Each time you test a different program for a given analysis step, you can record the time, memory usage, and CPU usage of this command by running time in front of the command :

/usr/bin/time command [-options]

This will give this output in the standard error file :

where :

%elapsed = time in hours:minutes:seconds

%CPU = percentage of CPU given to the job

%max = maximum memory used by the job in Kbytes.

Or you can run record_memory_usage.sh that records the memory usage of the job :

bash 99_utils/record_memory_usage.sh PID NUMBER_ITER TABLE_MEM

Other performance metrics will be calculated for each pipeline tested : accuracy and F-measure index will be calculated from the number of true positive, false positive and false negative outputted by each pipeline. Relative abundances outputted by each pipeline are compared to the expected abundances (species_abundance_per_sample).

Analysis steps

For simplicity, each pipelines are separated in folders corresponding to the steps, in 01_merging, 02_demultiplex, 03_dereplication, 04_quality-filter, 05_error-removal, 06_chimera-removal and 07_taxonomic-assignation.

1 - Merging paired-end reads

The first step consists in assembling forward and reverse reads of the sequences. We tested several assemblers, with no specific parameters.

01_merging contains the scripts to run each of these programs.

2 - Demultiplexing

Once the reads assembled, the primers are removed (max. 2 mismatches allowed by primers). The tags are also removed (no mismatch allowed) and each read is assigned to the sample it comes from.

02_demultiplex contains the scripts to run each programs used at this step.

3 - Dereplicating

The reads are then dereplicated: identical reads are gathered in a unique read and the count is saved.

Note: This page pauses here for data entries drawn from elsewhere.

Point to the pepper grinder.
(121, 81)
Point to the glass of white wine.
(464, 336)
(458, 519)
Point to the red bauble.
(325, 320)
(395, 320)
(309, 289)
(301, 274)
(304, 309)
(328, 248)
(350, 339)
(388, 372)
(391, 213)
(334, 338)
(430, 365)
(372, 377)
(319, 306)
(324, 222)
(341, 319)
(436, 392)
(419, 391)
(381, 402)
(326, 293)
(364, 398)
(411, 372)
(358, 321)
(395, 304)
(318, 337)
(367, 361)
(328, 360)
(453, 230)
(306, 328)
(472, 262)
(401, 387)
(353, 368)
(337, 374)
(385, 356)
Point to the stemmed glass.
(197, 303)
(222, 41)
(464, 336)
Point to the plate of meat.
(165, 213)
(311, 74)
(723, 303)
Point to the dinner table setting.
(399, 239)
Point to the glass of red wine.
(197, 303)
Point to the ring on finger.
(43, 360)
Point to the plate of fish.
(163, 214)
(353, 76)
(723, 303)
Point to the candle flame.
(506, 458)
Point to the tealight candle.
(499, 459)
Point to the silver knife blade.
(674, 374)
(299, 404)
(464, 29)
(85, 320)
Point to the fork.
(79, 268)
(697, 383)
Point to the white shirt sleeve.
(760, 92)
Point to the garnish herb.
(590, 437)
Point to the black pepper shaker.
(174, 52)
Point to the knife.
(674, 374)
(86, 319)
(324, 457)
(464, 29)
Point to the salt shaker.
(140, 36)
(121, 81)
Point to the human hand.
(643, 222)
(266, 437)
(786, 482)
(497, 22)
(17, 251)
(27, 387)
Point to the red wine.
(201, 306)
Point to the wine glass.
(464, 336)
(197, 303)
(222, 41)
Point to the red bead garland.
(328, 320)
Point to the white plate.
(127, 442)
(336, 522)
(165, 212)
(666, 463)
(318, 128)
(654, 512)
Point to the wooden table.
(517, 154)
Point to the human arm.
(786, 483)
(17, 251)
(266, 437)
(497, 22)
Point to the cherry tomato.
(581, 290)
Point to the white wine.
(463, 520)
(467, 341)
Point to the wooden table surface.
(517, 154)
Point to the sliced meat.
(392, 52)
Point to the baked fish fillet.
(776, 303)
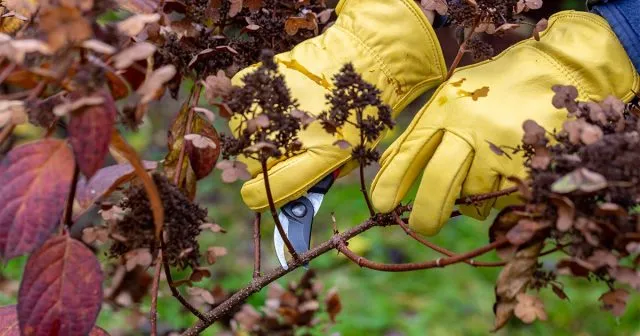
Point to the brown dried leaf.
(342, 144)
(539, 28)
(566, 212)
(533, 133)
(133, 25)
(215, 228)
(138, 257)
(581, 179)
(513, 280)
(199, 273)
(233, 171)
(235, 7)
(137, 52)
(66, 108)
(529, 308)
(525, 230)
(294, 23)
(12, 112)
(475, 95)
(217, 86)
(201, 295)
(155, 82)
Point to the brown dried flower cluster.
(582, 197)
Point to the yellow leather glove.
(447, 140)
(390, 43)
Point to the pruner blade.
(296, 218)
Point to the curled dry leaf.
(308, 21)
(566, 212)
(97, 234)
(533, 133)
(137, 52)
(615, 301)
(12, 112)
(539, 28)
(200, 142)
(214, 252)
(213, 227)
(133, 25)
(525, 230)
(90, 133)
(66, 108)
(233, 171)
(201, 295)
(71, 275)
(475, 95)
(513, 280)
(17, 50)
(34, 184)
(581, 179)
(529, 308)
(439, 6)
(105, 181)
(155, 82)
(99, 47)
(138, 257)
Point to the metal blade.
(278, 243)
(297, 224)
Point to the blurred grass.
(456, 300)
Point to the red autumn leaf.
(203, 151)
(90, 133)
(61, 289)
(34, 183)
(9, 323)
(105, 181)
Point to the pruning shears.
(297, 216)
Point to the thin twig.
(6, 72)
(68, 211)
(443, 250)
(363, 188)
(6, 132)
(153, 313)
(274, 212)
(256, 245)
(438, 263)
(175, 292)
(462, 48)
(257, 284)
(482, 197)
(194, 93)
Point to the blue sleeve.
(624, 18)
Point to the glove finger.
(402, 163)
(292, 178)
(441, 184)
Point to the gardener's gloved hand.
(389, 42)
(488, 102)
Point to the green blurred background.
(456, 300)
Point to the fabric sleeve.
(624, 18)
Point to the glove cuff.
(400, 41)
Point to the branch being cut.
(443, 250)
(440, 262)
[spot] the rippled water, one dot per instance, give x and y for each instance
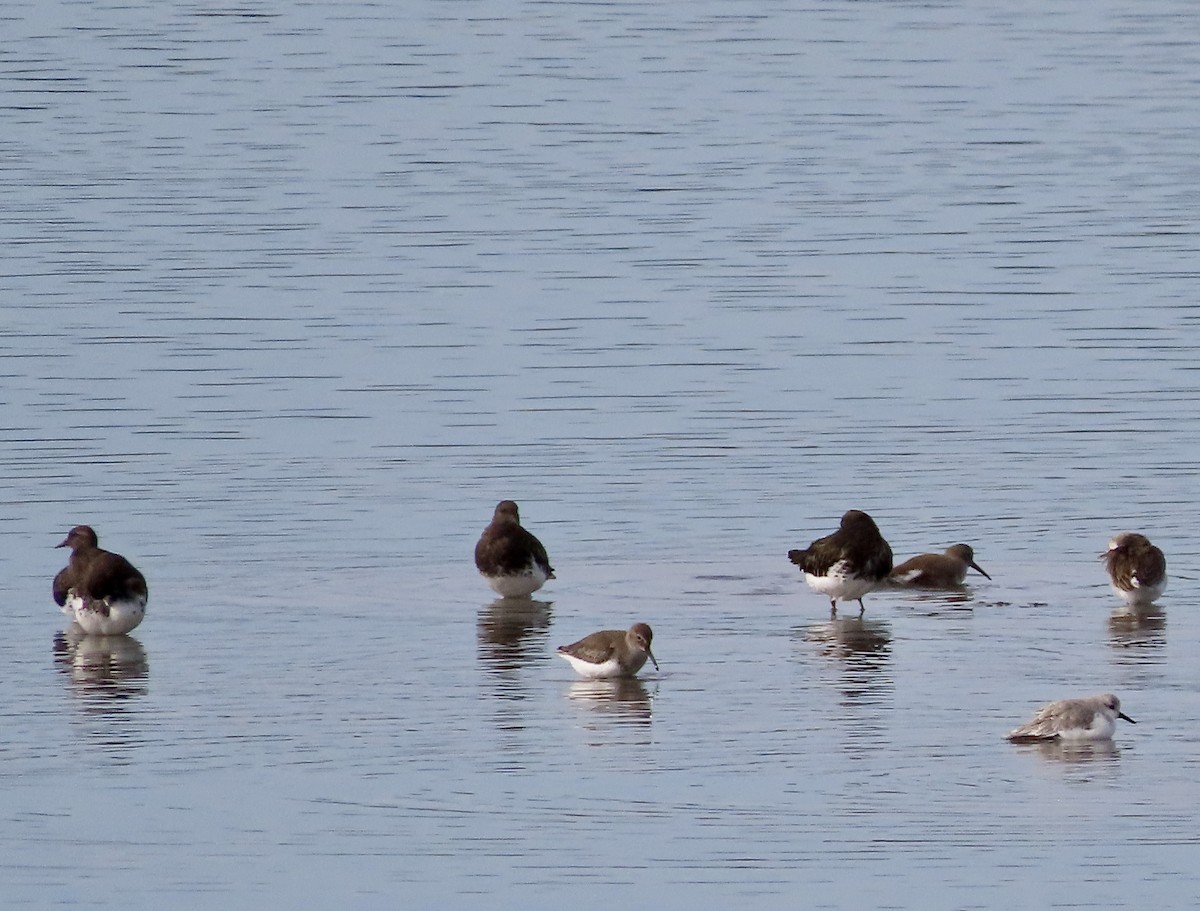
(294, 294)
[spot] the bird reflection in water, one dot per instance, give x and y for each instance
(1073, 751)
(1141, 629)
(511, 631)
(105, 670)
(624, 697)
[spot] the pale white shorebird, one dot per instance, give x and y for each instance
(1073, 720)
(1137, 569)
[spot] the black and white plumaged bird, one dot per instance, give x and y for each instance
(509, 557)
(937, 570)
(99, 589)
(1137, 569)
(849, 563)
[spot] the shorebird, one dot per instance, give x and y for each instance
(849, 563)
(937, 570)
(509, 557)
(101, 591)
(611, 652)
(1137, 567)
(1092, 718)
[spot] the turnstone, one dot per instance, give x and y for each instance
(849, 563)
(1137, 567)
(611, 652)
(509, 557)
(937, 570)
(101, 591)
(1092, 718)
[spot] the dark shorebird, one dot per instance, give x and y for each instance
(101, 591)
(510, 558)
(1137, 567)
(937, 570)
(611, 652)
(1093, 718)
(849, 563)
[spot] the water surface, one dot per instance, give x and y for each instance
(294, 294)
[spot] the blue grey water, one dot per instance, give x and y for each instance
(294, 293)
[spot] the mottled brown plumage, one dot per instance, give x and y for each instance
(937, 570)
(100, 591)
(611, 652)
(1137, 568)
(511, 559)
(95, 574)
(849, 563)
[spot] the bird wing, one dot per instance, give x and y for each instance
(595, 648)
(63, 583)
(820, 556)
(1151, 569)
(109, 575)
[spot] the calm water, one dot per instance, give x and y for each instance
(292, 295)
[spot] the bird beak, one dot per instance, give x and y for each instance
(978, 569)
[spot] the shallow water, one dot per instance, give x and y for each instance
(293, 295)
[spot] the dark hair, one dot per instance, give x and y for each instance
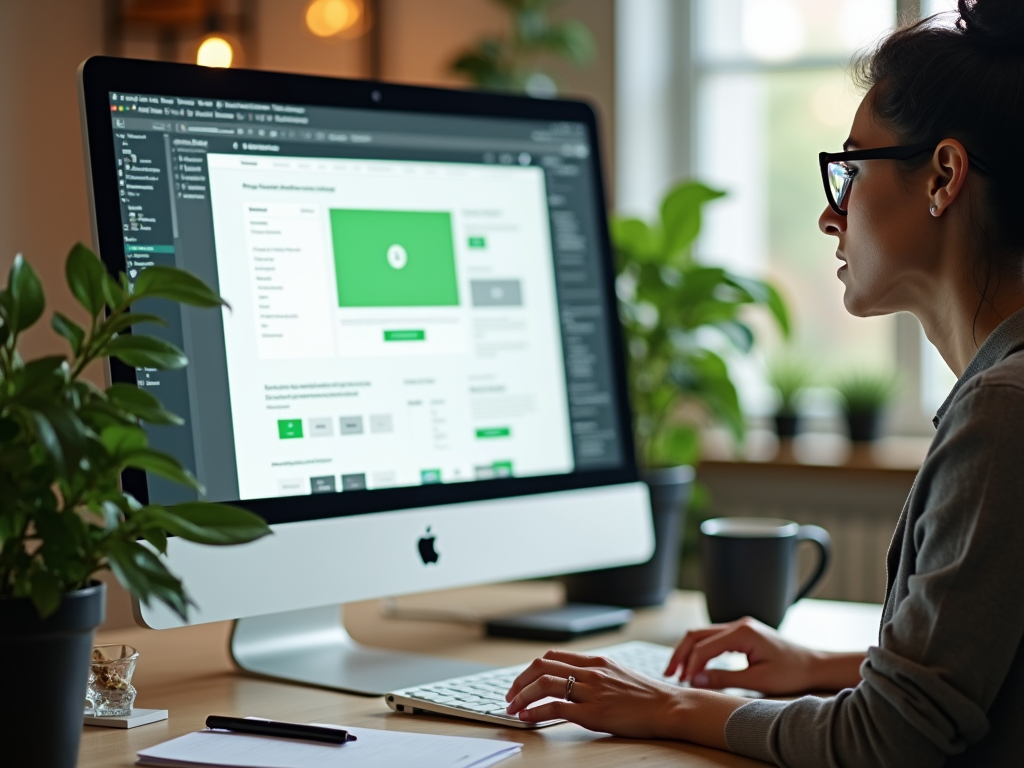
(933, 80)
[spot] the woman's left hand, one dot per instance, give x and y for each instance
(605, 696)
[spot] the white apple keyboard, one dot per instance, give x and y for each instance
(481, 696)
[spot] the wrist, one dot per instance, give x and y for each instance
(834, 671)
(699, 716)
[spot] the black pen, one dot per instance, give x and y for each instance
(261, 727)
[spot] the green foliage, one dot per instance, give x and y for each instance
(666, 302)
(788, 376)
(64, 443)
(866, 391)
(514, 62)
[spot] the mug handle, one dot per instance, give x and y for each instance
(820, 537)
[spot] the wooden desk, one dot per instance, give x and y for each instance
(188, 672)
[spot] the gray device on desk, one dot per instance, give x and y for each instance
(420, 382)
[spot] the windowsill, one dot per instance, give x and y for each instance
(817, 450)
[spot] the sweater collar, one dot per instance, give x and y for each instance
(1006, 339)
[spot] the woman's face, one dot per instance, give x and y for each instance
(883, 240)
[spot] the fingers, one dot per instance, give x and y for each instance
(544, 687)
(718, 679)
(686, 645)
(550, 711)
(738, 638)
(539, 668)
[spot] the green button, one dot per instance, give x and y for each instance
(404, 335)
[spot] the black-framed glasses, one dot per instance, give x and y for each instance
(838, 176)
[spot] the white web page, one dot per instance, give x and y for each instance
(392, 323)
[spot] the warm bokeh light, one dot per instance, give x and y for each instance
(215, 51)
(330, 17)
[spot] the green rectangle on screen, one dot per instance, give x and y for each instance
(502, 469)
(393, 258)
(404, 335)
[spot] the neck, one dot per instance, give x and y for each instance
(960, 318)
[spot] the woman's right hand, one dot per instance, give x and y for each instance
(774, 665)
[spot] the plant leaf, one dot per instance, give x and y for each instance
(25, 296)
(176, 285)
(86, 274)
(211, 523)
(70, 330)
(145, 351)
(681, 214)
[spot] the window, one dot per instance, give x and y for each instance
(762, 86)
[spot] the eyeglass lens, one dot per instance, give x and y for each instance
(840, 178)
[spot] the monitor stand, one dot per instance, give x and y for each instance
(311, 646)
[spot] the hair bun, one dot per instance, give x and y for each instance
(996, 24)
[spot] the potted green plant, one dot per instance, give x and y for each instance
(669, 304)
(863, 397)
(515, 61)
(64, 517)
(788, 378)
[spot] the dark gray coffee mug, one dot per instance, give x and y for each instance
(750, 566)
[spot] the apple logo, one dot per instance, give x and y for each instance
(427, 551)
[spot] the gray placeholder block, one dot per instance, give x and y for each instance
(321, 427)
(353, 482)
(325, 484)
(496, 292)
(381, 423)
(351, 424)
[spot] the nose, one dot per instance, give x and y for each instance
(830, 222)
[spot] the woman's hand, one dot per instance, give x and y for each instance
(775, 666)
(605, 696)
(610, 698)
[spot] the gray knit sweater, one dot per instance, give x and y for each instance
(945, 685)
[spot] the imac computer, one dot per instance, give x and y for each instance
(419, 383)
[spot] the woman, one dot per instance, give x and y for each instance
(935, 227)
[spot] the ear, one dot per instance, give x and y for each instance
(949, 167)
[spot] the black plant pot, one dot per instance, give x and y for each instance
(864, 426)
(786, 425)
(46, 670)
(649, 583)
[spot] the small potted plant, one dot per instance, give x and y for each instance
(788, 378)
(668, 303)
(64, 517)
(863, 397)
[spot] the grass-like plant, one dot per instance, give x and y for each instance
(866, 391)
(788, 377)
(667, 301)
(64, 443)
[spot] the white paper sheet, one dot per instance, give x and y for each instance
(373, 749)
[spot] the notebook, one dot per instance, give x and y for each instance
(373, 748)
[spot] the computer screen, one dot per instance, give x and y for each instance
(416, 299)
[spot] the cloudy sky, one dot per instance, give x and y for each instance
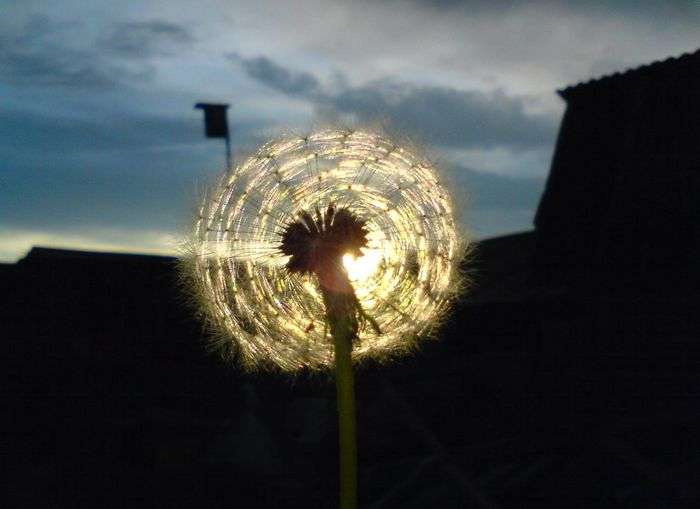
(100, 147)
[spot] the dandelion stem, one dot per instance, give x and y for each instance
(341, 313)
(345, 387)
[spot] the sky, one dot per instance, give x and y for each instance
(101, 148)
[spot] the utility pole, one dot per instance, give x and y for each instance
(216, 125)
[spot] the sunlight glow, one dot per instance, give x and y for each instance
(269, 318)
(362, 267)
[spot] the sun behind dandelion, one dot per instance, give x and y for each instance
(353, 197)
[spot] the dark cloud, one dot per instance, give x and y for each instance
(143, 39)
(129, 170)
(295, 83)
(639, 8)
(490, 191)
(445, 116)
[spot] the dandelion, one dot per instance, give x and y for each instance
(321, 250)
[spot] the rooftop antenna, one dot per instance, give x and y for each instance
(216, 125)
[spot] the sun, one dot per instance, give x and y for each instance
(361, 268)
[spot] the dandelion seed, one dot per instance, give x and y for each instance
(259, 235)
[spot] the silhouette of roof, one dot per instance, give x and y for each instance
(659, 66)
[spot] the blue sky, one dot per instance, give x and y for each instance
(100, 147)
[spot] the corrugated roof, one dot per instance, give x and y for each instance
(690, 58)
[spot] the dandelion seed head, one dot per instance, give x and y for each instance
(253, 272)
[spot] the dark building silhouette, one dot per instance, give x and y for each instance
(621, 199)
(569, 375)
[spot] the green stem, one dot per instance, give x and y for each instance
(341, 313)
(345, 387)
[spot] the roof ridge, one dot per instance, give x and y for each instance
(654, 65)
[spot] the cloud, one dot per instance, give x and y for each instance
(144, 39)
(294, 83)
(444, 116)
(14, 244)
(45, 53)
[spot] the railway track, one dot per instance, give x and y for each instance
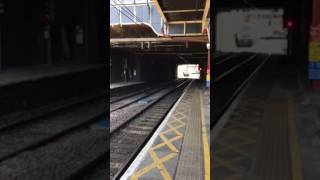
(127, 139)
(35, 146)
(230, 78)
(139, 95)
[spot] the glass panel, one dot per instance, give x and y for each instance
(155, 19)
(176, 29)
(141, 1)
(114, 15)
(127, 14)
(125, 1)
(143, 13)
(193, 28)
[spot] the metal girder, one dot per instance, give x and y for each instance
(161, 39)
(182, 11)
(156, 3)
(205, 14)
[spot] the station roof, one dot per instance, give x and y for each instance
(182, 10)
(252, 3)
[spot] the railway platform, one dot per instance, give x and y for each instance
(179, 147)
(27, 74)
(270, 131)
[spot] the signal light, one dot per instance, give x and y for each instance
(289, 24)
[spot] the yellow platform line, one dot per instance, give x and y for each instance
(294, 142)
(206, 150)
(158, 163)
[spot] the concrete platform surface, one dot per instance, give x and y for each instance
(124, 84)
(19, 75)
(272, 132)
(179, 149)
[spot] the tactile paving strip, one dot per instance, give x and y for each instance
(166, 154)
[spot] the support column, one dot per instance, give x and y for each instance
(208, 68)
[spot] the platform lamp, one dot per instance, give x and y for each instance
(208, 64)
(2, 11)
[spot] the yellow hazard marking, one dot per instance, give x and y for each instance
(294, 142)
(206, 150)
(173, 126)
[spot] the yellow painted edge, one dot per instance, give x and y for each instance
(206, 150)
(294, 142)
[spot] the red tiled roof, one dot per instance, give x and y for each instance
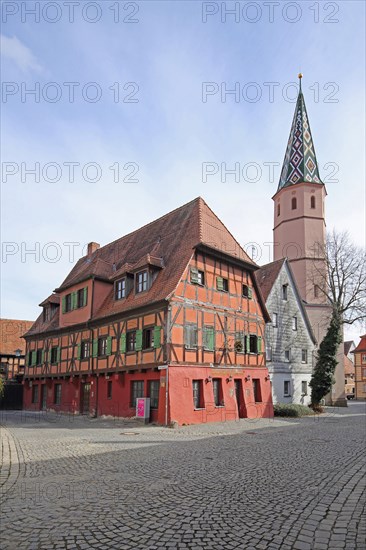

All the scripts to run the different programs are in 03_dereplication.

4 - Quality filtering

Reads are then checked for their quality : sequences longer than 20bp and with no ambiguous bases are kept.

The scripts to run the different programs are in 04_quality-filter

5 - PCR / Sequencing error removal

Each program or pipeline offers different tools to remove PCR or sequencing errors. For ObiTools, the program obiclean keeps only the head sequences for each PCR replicate.

The scripts for the different programs are in 05_error-removal.

6 - Chimera removal

Several programs are specialized in identifying and removing chimeras.

06_chimera-removal contains the scripts to run these programs.

7 - Taxonomic assignation

The last step of the analysis is to assign every sequence to a taxa. In our case, we use a homemade reference database. To be assigned at the species level, the query sequence must be at least similar at 98% to the reference sequence.

07_taxonomic-assignation contains the scripts to run the different assigning programs.

Outputs

Taxa/sample tables

The outputs of each pipeline tested can be found in the Outputs folder, in the folder corresponding to the step tested, under the name of the program tested. The main folder contains all the intermediate files produced by the pipeline. The final folder contains the taxonomic table. For example, to find the results of the pipeline testing the program flash for merging reads : 01_merging/Outputs/02_flash/final/merging_flash.csv

Time and memory reports

Time and memory reports for each program compared are stored in the folder containing the scripts.